一种数据压缩方法及装置(1800),该方法中,通过限制输出的各个压缩块的大小来对原始数据进行压缩处理,可以使得输出的各个压缩块的第一容量相同,第一容量相同的压缩块存储在磁盘中时,在磁盘中的存储形式为至少一个完整的压缩块存储在一个完整的磁盘块中,或者为至少一个完整的磁盘块中存储一个完整的压缩块。采用上述方式,后续压缩块进行读取和解压过程中,可以尽可能多的读取出有效的数据,且从压缩块中读取出的数据均可以成功解压出来,由此可以避免采用固定输入的方式出现的随机读放大现象。

Description

一种数据压缩方法及装置
本申请要求于2018年5月30日提交中国专利局、申请号为201810542482.1、发明名称为“一种数据压缩方法及装置”的中国专利申请的优先权,其全部内容通过引用结合在本申请中。
背景技术
随着信息技术的快速发展,数据量呈现爆炸性增长,这对存储器件容量形成了新的挑战。针对这一现状,现有技术中提出了无损压缩技术,通过对数据存储方式进行优化,采用某种算法来精简地表示存在规律的数据,使得在不影响原数据内容的情况下,实现对数据的压缩,以减少数据存储时占用的容量。

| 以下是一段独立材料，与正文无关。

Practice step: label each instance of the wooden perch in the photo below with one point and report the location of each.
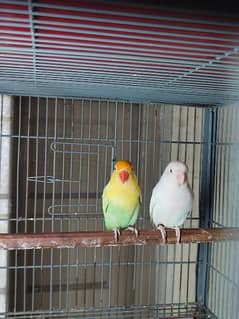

目前,无损数据压缩技术中采用较多的方式为:输入的待压缩的数据为固定大小的数据块,经压缩后输出大小不等的压缩块。例如,参照图1所示,当无损数据压缩技术应用于文件系统中时,一文件可分为大小均为4KB的数据块1~n,那么,将1~n个4KB的数据块依次进行压缩,可对应得到大小不等的压缩块1~n。由于压缩过程输出的压缩块的大小随机,故存储压缩块时,压缩块在存储设备的存储空间中的存储位置也是无规则的。例如,对于磁盘来说,磁盘的存储空间可划分为若干个等大的磁盘块,那么将压缩块存储在磁盘中时,可能出现图2所示的情况,磁盘块A中存储完整的压缩块1、以及压缩块2的前半部分,磁盘块B中存储压缩块2的后半部分、以及压缩块3的前半部分,磁盘块C中存储压缩块3的后半部分、以及压缩块4的前半部分等。由于在从磁盘中读取存储的内容时是以磁盘块为单位进行读取的,故在上述情况下,若需要读取压缩块3,则需要将磁盘块B和磁盘块C中存储的内容都读取出来。并且,对于额外读取出的压缩块2的后半部分、以及压缩块4的前半部分,由于并不是完整的压缩块,所以无法有效解压出来,使得额外读取出的内容为无效部分。这种现象也称为随机读放大现象。鉴于此,按照上述现有方式来实现压缩,后续设备在读取压缩块时很可能会读取到很多无效内容,给设备带来额外的负担。
发明内容
本申请提供一种数据压缩方法及装置,以解决采用现有数据压缩处理方式而引发的随机读放大等问题。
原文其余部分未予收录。